At the beginning, the Congress passed a petition to the Frankfurt National Assembly . With this, one distanced oneself indirectly from the positions of Winkelblech , which were perceived as restorative and represented at the craftsmen's congress in Frankfurt.

Then the delegates debated the form of a future organization called the workers' fraternity. Among other things, the structure in local and district committees as well as a three-member central committee based in Leipzig was established. The local professional associations should be brought together in the local committees. This was an origin of the localist tradition in the German labor movement . At the district level, there should be separate women's committees to represent the interests of women workers. In addition to Born, Schweninger and Kick were elected to the Central Committee.
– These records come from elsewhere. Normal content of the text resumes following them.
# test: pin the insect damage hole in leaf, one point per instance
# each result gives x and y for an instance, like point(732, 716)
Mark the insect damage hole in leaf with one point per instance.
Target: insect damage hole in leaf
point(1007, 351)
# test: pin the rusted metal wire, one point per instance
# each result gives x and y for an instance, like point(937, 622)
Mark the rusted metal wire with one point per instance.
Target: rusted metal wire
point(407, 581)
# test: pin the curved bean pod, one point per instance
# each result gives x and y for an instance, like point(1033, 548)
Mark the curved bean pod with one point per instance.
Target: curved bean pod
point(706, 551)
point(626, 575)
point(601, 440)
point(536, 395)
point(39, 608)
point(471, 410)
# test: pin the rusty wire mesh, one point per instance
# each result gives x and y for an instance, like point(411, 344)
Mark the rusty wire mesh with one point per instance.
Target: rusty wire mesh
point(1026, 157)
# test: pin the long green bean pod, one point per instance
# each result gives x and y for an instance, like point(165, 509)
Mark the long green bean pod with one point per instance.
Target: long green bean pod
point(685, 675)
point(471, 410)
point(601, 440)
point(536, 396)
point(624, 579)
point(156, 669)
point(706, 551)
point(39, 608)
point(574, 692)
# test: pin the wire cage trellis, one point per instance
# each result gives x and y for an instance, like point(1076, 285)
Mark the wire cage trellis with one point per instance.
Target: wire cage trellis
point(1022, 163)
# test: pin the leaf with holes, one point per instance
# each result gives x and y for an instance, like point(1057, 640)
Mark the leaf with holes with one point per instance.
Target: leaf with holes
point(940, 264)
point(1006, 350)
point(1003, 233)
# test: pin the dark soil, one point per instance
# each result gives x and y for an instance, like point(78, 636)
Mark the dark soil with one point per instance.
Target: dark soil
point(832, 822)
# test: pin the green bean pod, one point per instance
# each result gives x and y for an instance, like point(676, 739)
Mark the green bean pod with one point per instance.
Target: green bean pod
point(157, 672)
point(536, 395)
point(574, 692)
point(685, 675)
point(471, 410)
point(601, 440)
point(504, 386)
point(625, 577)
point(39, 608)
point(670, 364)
Social demands were grouped under the heading of self-help and political demands under the heading of state aid. Among other things, state unemployment benefits were required. Dismissals should only be allowed after a certain period of notice. The wages for equal work should be equal in one place. The amount should come about through an agreement between employer and employee as a collective agreement . The lowest wage should be sufficient for a living. Part of the wages should go to the local workers' associations, which should use it to set up a bank, productive associations with support from the state, and travel, health and disability insurance funds for self-help. Equal rights and duties were proclaimed for female workers.

The state should intervene regulating in various areas. A ten-hour working day or a ban on child labor were demanded. The general political demands called for the general, equal right to vote for the Reichstag, Landtag and municipality, the abolition of indirect taxes , the introduction of a progressive income tax and tax exemption for the less well-off. There was also a debate about popular education. A uniform free elementary school without religious instruction for all children as well as the granting of teaching materials and clothes to poor children was demanded.

The fraternization was designated as the organ of the workers' brotherhood . This was edited by Stephan Born. The results of the congress were published in a brochure.

meaning

Klaus Tenfelde judged that the congress was not one of the largest of the revolutionary times, but it had resonance and far-reaching consequences. In many ways, he pointed to the next hundred years of the labor movement. One of the distinguishing features was the distancing from the demands of liberalism . This separation was reinforced at the Berlin Democratic Congress .

literature

  • Klaus Tenfelde: The emergence of the German trade union movement. From the pre-March to the socialist law. In the S. u. a. : History of the German trade unions from the beginning to 1945. Cologne, 1987 p. 57f.